Digital trade has become a key battleground in global economic and geopolitical competition. As governments seek to regulate digital technologies and markets, tensions arise between their policy autonomy and the limitations imposed by digital trade rules. The US, the EU, and China continue to shape competing digital governance models, influencing digital trade rules and regulatory frameworks.
‘Big tech’ companies exploit trade agreements and digital trade rules through lobbying and investment. The debate over digital trade barriers often masks deeper struggles over sovereignty, regulatory authority, and corporate power. The global majority faces pressure to align with these dominant frameworks, often with limited policy space in shaping the rules that govern their digital economies. This dynamic reinforces existing power imbalances and market concentration, deepening infrastructural dependencies on a few dominant players.

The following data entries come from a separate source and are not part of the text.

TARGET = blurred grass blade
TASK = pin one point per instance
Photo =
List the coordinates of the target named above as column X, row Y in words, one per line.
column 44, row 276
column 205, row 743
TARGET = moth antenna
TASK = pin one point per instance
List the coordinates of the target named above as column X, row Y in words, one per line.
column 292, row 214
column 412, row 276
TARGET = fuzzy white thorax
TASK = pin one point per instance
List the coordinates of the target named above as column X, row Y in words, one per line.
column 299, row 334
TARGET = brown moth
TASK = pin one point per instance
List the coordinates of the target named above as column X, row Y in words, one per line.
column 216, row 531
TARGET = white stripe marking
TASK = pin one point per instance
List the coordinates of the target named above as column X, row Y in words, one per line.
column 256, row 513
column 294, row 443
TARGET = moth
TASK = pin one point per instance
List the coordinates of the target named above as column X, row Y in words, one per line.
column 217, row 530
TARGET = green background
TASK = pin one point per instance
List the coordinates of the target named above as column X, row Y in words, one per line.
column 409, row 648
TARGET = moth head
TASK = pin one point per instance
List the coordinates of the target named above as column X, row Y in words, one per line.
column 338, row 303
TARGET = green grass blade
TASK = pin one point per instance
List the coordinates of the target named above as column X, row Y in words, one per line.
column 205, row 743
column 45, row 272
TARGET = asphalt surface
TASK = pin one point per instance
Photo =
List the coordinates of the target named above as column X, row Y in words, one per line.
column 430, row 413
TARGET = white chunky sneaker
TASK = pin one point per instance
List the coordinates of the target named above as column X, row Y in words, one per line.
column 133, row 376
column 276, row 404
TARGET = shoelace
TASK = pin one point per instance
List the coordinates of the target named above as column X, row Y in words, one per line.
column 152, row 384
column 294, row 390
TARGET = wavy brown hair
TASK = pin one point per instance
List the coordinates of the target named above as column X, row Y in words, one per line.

The authors draw on the adoption of the African Continental Free Trade Area (AfCFTA) Protocol on Digital Trade (the Protocol), marking Africa’s first digital trade agreement and years of empirical evidence in other regions. While the Protocol aims to create a harmonised regulatory environment for digital trade in Africa, without autonomy to shape policies that benefit Africans, the Protocol risks reinforcing Africa’s position as a rule-taker in North–South relations rather than a rule-maker in the contested global digital trade space. Moreover, its opaque negotiation process raises concerns about transparency, democratic participation, and the prioritisation of corporate interests over Africa’s digital sovereignty and human rights.
South Africa’s G20 presidency presents a propitious opportunity to address the geopolitical and economic asymmetries in digital trade by advocating for more inclusive governance frameworks that empower the global majority to shape digital trade rules rather than passively adopt them. By fostering multilateral cooperation and rallying support for policies that promote transparency, accountability, and the right to regulate, the G20 can mitigate the risks of regulatory capture by dominant global powers, ensuring that digital trade contributes to sustainable, equitable, and inclusive economic development. The policy brief will argue for alternative models of digital trade governance rooted in transparency, accountability, participatory decision-making, and economic justice.